I’m not quite sure why, but I enjoyed acting director Mick Mulvaney’s appearance before the Senate Banking Committee yesterday more than I enjoyed the appearance before the House Financial Services Committee a day earlier. To me, it appeared as though the Senators were less concerned with scoring political points, less concerned with creating soundbites, and more knowledgeable about the Consumer Financial Protection Bureau (or Bureau of Consumer Financial Protection as it is supposed to be called) than their brethren in the House of Representatives.
The most interesting little nugget of news that came out of yesterday’s hearing was when Mulvaney said he is under no statutory requirement to make the agency’s consumer complaint database something that the public has a right to access.
“The public-facing portion of complaint database is not statutorily mandated,” Mulvaney said, responding to questions from Sen.
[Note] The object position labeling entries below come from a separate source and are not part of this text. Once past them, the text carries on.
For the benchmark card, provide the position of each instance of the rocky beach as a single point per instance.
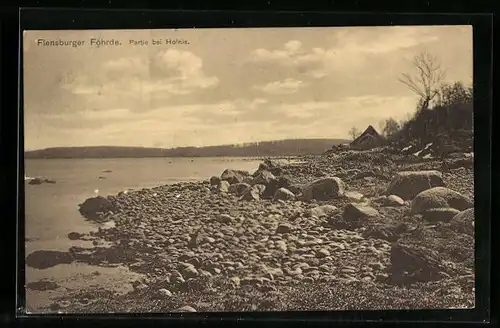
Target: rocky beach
(347, 230)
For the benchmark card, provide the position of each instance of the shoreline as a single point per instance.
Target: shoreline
(241, 246)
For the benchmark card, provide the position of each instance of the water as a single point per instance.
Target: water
(51, 210)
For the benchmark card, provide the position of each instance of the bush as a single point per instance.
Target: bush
(448, 123)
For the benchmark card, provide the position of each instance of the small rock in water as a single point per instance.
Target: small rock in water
(393, 200)
(354, 195)
(226, 218)
(224, 186)
(186, 308)
(164, 292)
(74, 236)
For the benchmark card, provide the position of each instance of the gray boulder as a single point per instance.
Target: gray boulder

Catherine Cortez Masto [D-Nev.]. When asked if he could make the database private, Mulvaney responded, “I am completely within my discretion of the statute to do that.”
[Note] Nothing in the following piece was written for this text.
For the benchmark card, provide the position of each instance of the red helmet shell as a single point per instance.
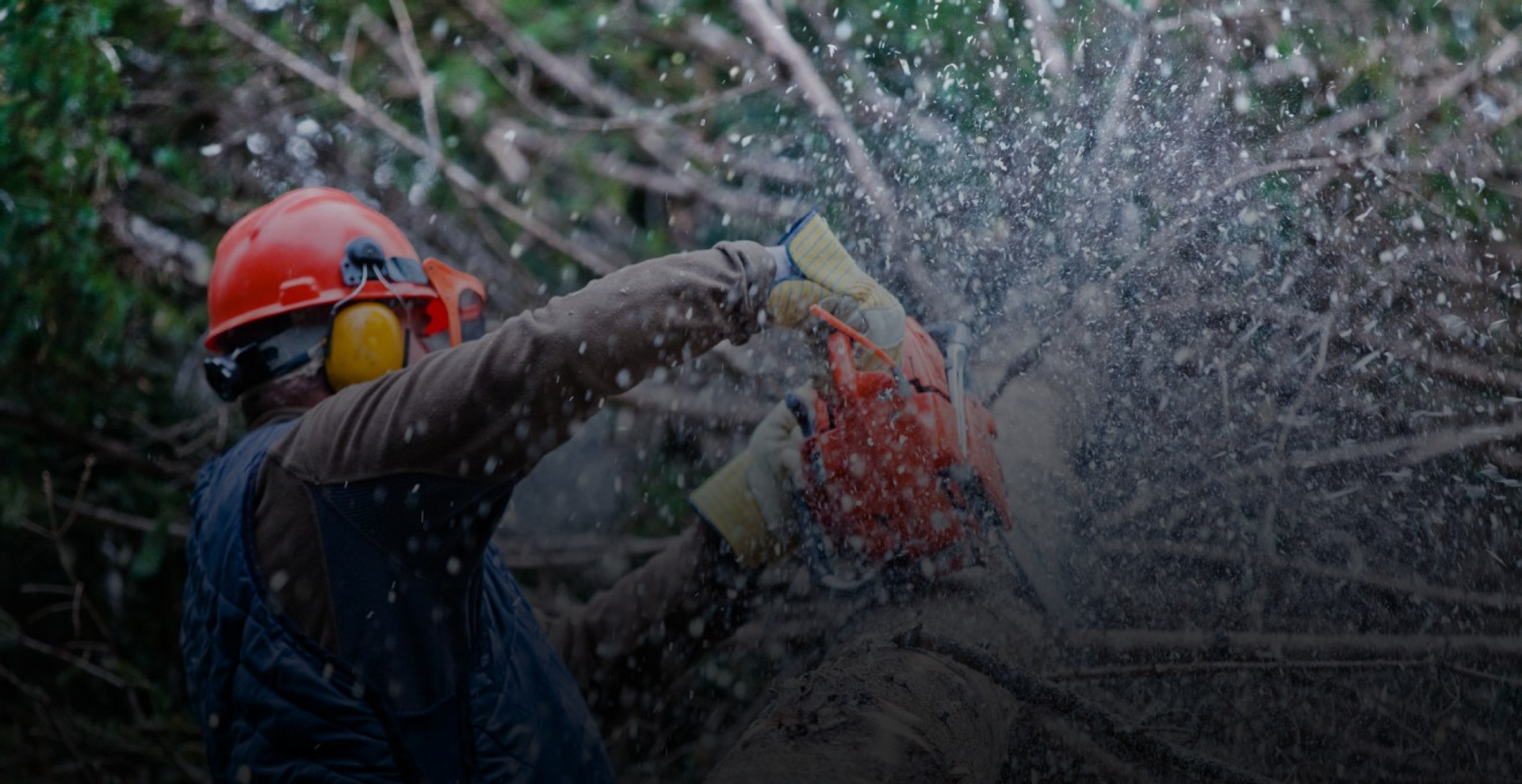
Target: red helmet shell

If there was a theme to Mulvaney’s two days on Capitol Hill, it was that he is only going to do what the law says he has to do and nothing more. Once again, he pleaded with Congress to put the CFPB under the Congressional appropriations process, and said he would do no more than what the Dodd-Frank Wall Street Reform & Consumer Protection Act requires him to do.
FINALLY MENTIONS DEBT COLLECTION
It wasn’t much, but Mulvaney did at least mention something tangentially related to the ARM industry during yesterday’s hearing. When asked what the CFPB does that the other financial services or consumer protection regulators, such as the Office of the Comptroller of the Currency, the Federal Trade Commission, the Federal Reserve Board, and the Federal Communications Commission doesn’t do, Mulvaney responded that the CFPB is charged with an extra ‘A’ in enforcing UDAAP violations (Unfair, Deceptive, or Abusive Acts or Practices — most agencies do not have Abusive in their description of UDAP), and with promulgating rules under the Fair Debt Collection Practices Act.
Following up, Sen. David Perdue [R-Ga.], asked Mulvaney if the Bureau is needed to protect consumers, and Mulvaney responded, “you could protect consumers without me being here.”
STILL HASN’T MET THE ENEMY
Mulvaney also disclosed that he has yet to meet Leandra English, who was promoted from chief of staff to deputy director by former director Richard Cordray in the hours before he resigned last November with the intention of having her run the CFPB until a permanent director was named. English subsequently filed a lawsuit against President Donald Trump and Mulvaney after the president appointed Mulvaney to run the agency on an interim basis. English, who is still on the CFPB payroll, has not made her presence known at the CFPB office, if she has even been there since Mulvaney started showing up.
When asked about what English was doing since she was still employed by the CFPB, Mulvaney said he has yet to meet her.
SHOWDOWN
Everyone was bracing for the showdown between Mulvaney and Sen. Elizabeth Warren [D-Mass.], one of the primary architects of the CFPB when it was founded nearly a decade ago. During her five minutes, Sen. Warren set the table by establishing the efforts Mulvaney undertook while he was a member of the House of Representatives to abolish or diminish the power of the CFPB, before asking him how consumers who had been harmed by certain egregious behavior would have been protected if Mulvaney had gotten his wish and the CFPB was disbanded.
To each of the examples provided by Sen. Warren, Mulvaney responded that another federal regulator could have stepped in and engaged.
EVERYONE WANTS TO WORK AT THE CFPB
“I can’t tell you how many people are begging me for jobs because of how much we pay,” Mulvaney said during his testimony, when asked about the pay scale at the CFPB.